5.) "Entschädigungszahlungen" an Investoren, die sich aus den ISDS-Klagen ergeben haben, aussetzen - oder wenigstens einen Schuldenerlass bzw. eine Restrukturierung der Schulden, die sich aus ISDS-Klagen ergeben haben verhandeln.

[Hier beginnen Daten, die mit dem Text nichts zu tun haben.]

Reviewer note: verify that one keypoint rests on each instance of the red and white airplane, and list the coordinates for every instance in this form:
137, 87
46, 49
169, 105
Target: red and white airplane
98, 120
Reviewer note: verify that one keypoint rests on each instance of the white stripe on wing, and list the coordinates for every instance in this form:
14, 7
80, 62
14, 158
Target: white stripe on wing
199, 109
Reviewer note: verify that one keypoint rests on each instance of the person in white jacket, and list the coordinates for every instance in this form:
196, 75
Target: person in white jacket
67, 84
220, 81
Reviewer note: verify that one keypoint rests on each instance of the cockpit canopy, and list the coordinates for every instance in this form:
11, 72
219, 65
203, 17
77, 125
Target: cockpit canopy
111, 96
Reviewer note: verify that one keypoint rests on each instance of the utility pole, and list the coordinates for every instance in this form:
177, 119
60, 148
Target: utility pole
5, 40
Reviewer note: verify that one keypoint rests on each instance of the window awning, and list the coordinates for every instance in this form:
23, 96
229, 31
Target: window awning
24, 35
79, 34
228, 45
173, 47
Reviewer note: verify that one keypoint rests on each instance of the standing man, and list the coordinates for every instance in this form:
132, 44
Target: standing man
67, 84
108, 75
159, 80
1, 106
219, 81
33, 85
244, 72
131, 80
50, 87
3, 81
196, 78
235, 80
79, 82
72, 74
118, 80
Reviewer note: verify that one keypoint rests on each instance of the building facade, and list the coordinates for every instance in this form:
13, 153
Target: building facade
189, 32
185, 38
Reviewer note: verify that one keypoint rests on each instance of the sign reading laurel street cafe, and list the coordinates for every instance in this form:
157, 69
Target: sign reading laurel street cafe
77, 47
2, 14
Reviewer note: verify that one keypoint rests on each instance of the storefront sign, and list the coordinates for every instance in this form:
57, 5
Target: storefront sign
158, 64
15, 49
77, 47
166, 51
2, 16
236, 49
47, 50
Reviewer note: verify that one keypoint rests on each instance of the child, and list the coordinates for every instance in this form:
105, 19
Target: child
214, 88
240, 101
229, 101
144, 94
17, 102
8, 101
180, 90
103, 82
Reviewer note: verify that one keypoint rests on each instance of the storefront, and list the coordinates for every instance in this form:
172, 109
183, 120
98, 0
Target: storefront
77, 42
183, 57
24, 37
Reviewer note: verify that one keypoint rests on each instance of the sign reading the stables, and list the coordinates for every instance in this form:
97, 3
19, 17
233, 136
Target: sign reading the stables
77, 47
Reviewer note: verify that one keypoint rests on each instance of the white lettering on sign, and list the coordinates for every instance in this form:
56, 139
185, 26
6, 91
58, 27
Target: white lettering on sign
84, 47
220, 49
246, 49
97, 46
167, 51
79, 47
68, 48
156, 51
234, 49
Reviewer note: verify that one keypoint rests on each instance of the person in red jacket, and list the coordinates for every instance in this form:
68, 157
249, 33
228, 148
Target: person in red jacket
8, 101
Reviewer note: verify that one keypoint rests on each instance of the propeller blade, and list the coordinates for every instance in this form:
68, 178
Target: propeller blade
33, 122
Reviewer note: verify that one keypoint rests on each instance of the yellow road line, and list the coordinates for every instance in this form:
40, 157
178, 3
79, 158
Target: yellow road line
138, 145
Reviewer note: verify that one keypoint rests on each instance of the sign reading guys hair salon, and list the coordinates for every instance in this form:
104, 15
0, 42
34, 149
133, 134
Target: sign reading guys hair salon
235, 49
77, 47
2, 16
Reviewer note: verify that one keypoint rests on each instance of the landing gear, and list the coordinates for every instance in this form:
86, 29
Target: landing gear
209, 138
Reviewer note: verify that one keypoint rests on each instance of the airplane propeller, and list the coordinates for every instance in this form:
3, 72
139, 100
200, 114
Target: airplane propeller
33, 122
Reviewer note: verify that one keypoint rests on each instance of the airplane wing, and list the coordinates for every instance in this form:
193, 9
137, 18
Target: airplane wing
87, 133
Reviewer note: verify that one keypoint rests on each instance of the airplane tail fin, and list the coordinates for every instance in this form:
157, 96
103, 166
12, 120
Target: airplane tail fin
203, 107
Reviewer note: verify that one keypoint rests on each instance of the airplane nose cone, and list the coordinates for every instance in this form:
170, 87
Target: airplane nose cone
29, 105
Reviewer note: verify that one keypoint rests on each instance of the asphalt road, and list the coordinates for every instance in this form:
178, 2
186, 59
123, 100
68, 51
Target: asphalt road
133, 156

[1] Einige der Erklärungen, die von auf ISDS-Paralleljustiz spezialisierten Anwaltskanzleien abgegeben wurden, umfassen:
- "Investitionsschiedsverfahren folgen oft auf Wirtschafts-, Finanz- oder andere Krisen", Debevoise & Plimpton, 8. April, www.debevoise.com/-/media/files/capabilities/arbitration/covid19-impact-on-contracts-and-dispute-resolution.pdf
- "Empfehlungen an die Staaten: Die Staaten sollten versuchen sicherzustellen, dass ihre geplanten Maßnahmen im Voraus mit dem Völkerrecht vereinbar sind, um zu vermeiden, dass sie sich mit einer Flut von Schiedsgerichtsverfahren auseinandersetzen müssen", Shearman & Stearling, 14. März, www.shearman.com/perspectives/2020/04/covid-19-international-investment-protection
- "Viele ausländische Investoren sehen sich mit weitreichenden staatlichen Eingriffen in zahlreiche Aspekte ihrer Geschäftstätigkeit konfrontiert (in vielen Gerichtsbarkeiten auch Einschränkungen hinsichtlich des Einsatzes und der Freizügigkeit ihrer Mitarbeiter, der Nutzung ihres Eigentums und der Durchsetzung ihrer vertraglichen Rechte). Einige Investoren haben in Frage gestellt, ob das Ausmaß der verhängten Maßnahmen gerechtfertigt ist oder ob die Maßnahmen in einem angemessenen Verhältnis zu dem ernsthaften wirtschaftlichen Schaden stehen, den sie anrichten können. “ Herbert Smith Freehills, 9. April, www.herbertsmithfreehills.com/latest-thinking/covid-19-pressure-points-a-balance-of-obligations-the-response-to-the-pandemic-and
- "Die durch COVID-19 verursachte Gesundheitskrise könnte zu einer Chance werden, die Schiedsgerichtsbarkeit zu revolutionieren und ihre Tugenden im Gegensatz zu innerstaatlichen Gerichtsverfahren zu fördern und zu stärken.“ Anwaltskanzlei Garrigues, 24. März, www.garrigues.com/en_GB/new/will-covid-19-revolutionise-arbitration
[2]El Paso Energy Int. Co. (ICSID ARB/03/15); LG&E Energy Corp. (ICSID ARB/02/1); Enron (ICSID ARB/01/3); Suez/Aguas de Barcelona/Vivendi (ICSID ARB/03/19); Suez/Aguas de Barcelona/Interagua (ICSID ARB/03/17); Anglian Water Group (AWG) (UNCITRAL); Continental (ICSID ARB/03/09); CMS Gas (ICSID ARB/01/08); Impregilo (ICSID ARB/07/17); TOTAL S.A. (ICSID ARB/04/01); Sempra Energy (ICSID ARB/02/16)
[3] Nach günstigen Zuschlägen für die Investoren in den Fällen Eiser, Novenergia, Masdar, Infrastructure Services Luxembourg (ehemals Antin), Rreef, NextEraEnergy, 9REN Holding und Infrared Capital Partners haben die Unternehmen Vollstreckungsverfahren in den USA und Australien eingeleitet, damit sie nach Abschluss des Annullierungsverfahrens die spanischen Vermögenswerte eintreiben können.
[4] Berechnung auf der Grundlage der UNCTAD-Datenbank für Fälle bis Dezember 2018. Von den 310 offengelegten Fällen, die zugunsten des Investors entschieden oder beigelegt wurden, wurden in 213 Fällen (69%) Informationen über den Schadenersatz zur Verfügung gestellt.